The other day in my “Demagogue” post I let our vice president have it over his emotional tear fighting plea to pass his boss’s jobs bill using a worse then ,”Do it for the children” play, this was a ,”Pass this bill, or a criminal will rape, murder, steal your stuff” play. If only the real world was that simple. Sadly, the only real line of defense, no matter how many cops are on the streets, is your own ability to protect yourself. And when someone is breaking into your house in the dead of night and your safety is imperiled, forget the police/sheriffs/highway patrol/ FBI/ CIA, or even the TSA (not saying don’t call them, just don’t expect them to be there when you need them) what is going to pull your ass out of the grease and save your bacon is Smith&Wesson, Ruger, Glock, or Colt. Just ask Donna Hopper:
An elderly Northern California-woman woke early Friday morning to hear an intruder attempting to break into her home. CBS 12 reports that the 66-year-old Donna Hopper is still shaken after shooting the 37-year-old intruder dead:
Could you possibly find a sweeter looking woman, or a scarier looking burglar?
Redding is a rural town, not very big, mostly farmers and simple folk. I assume that Donna lives by herself, no mention of any one else in the house, and keeps a gun in the house for protection, the type of gun is not mentioned, but probably a hand gun of some kind.
The Searchlight reports that Theis had been released from jail the morning before the shooting took place.
Great, even more evidence that the state of California is going broke, can’t keep bad guys locked away, and can’t really protect the folks from being victims.
Reading through what happened, it sounds like every action she took was reasonable and prudent. But although she did nothing wrong, she still gets traumatized with being involved in someone’s death, not an easy thing to shake even if it was justified.
A few years ago on the other blog I used to write for we had some fun talking about Joe Horn. Texas has just passed a new more expanded version of the Castle doctrine, where people could use deadly force to protect their own property or to stop arson, burglary, robbery, theft or criminal mischief at night. Joe decided to test his new found freedoms, only it wasn’t his property he was protecting, it was his neighbor’s. Here is the 911 transcripts of how the whole thing went down.
Ultimately Joe was never charged.
I had a hard time justifying Joe’s actions. Clearly in his mind he thought he was justified in going outside and confronting the two guys and stopping the burglary that was in progress at his neighbor’s residence. Popular sentiment was with Joe, two dirtbags were dispatched and no innocents hurt, but to me, no property crime is worth taking a life, even a dirtbag’s life. Others might feel differently but (and I don’t live in Texas) I think this new law is just asking for trouble. Regardless of the fact that the law sanctioned the killing, I think the best way to go is to start off with minimal force, and escalate it as warranted, but in no way putting your life in danger. To ratchet things up, right out of the box straight to deadly force, I have a problem with that.

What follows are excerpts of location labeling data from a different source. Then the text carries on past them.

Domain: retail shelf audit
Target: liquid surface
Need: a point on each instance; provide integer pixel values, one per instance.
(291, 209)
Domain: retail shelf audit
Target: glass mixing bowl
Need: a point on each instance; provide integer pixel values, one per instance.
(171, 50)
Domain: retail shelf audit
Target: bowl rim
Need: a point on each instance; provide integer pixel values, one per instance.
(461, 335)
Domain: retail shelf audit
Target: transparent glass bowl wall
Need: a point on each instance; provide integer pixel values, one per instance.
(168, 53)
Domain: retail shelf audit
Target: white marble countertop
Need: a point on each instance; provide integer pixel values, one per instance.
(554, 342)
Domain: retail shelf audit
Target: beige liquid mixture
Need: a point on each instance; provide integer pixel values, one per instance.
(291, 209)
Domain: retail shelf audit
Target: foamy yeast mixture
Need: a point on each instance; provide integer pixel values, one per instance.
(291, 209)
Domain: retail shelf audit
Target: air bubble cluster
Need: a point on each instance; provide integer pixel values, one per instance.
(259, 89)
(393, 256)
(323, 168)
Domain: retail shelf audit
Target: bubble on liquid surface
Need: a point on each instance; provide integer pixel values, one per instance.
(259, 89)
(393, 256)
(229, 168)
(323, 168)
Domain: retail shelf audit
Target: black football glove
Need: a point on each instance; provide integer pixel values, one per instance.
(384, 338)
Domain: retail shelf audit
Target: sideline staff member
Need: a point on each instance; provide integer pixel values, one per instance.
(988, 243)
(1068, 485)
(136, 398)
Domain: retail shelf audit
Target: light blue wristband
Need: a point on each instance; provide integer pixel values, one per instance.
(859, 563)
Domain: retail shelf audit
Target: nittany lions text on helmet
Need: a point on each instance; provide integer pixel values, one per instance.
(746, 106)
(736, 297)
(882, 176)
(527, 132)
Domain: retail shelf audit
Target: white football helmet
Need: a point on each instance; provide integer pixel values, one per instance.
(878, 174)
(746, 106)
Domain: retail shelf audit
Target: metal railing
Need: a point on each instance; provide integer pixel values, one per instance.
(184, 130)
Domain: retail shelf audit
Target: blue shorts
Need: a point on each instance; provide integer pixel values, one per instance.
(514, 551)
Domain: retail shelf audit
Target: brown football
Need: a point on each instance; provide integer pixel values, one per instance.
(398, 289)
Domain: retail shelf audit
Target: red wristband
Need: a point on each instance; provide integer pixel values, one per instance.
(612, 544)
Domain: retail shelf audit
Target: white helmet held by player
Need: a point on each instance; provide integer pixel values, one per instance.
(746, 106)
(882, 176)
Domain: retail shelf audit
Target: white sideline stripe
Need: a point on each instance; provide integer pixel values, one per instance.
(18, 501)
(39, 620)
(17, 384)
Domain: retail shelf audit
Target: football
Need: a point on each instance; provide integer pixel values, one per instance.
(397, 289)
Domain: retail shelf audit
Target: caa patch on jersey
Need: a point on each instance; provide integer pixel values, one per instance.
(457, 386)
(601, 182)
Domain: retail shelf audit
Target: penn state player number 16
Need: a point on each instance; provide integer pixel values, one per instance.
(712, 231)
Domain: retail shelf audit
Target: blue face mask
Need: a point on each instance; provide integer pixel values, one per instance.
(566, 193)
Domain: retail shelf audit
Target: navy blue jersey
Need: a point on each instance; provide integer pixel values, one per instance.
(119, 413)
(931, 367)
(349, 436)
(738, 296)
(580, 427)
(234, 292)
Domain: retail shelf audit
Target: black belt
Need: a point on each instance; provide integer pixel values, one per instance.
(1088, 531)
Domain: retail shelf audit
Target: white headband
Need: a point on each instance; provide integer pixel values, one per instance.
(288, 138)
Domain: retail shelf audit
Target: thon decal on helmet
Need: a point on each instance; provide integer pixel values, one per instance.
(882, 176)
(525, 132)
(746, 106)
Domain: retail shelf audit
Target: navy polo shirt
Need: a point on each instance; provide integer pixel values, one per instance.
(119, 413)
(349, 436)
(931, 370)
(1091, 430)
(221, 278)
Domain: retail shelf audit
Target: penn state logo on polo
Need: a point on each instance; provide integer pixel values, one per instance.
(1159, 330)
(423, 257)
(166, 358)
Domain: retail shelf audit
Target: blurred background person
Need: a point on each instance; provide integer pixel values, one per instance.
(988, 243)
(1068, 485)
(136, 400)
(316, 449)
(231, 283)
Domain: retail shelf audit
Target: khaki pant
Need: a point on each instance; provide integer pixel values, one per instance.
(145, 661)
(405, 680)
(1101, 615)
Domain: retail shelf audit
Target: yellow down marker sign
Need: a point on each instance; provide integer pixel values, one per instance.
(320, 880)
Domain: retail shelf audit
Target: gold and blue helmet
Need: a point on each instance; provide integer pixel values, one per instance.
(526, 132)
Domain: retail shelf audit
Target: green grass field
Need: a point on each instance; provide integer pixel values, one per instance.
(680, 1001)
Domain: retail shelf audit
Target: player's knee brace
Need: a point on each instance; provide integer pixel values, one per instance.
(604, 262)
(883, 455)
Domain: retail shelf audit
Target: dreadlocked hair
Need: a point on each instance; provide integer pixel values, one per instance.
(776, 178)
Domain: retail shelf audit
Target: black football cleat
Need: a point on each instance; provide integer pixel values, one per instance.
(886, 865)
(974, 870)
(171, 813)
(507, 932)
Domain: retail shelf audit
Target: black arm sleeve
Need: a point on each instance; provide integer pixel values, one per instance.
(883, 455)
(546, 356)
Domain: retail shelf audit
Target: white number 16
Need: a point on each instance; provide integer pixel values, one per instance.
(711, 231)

I’m sure that Europeans and other non Americans probably look askance at out gun culture, scratching their head at what all the fuss is about. Guns are part of our heritage, our frontier spirit, manifest destiny, and an integral part of our basic liberties. Right after the 1st Amendment, the basic right to own and bear arms is not far behind. “From my cold dead hands”, these are not empty words to many Americans.
So, any thoughts on Donna hopper, Joe Horn, the expanded Castle doctrine in Texas, or our affinity for things that go bang, all are grist for the mill.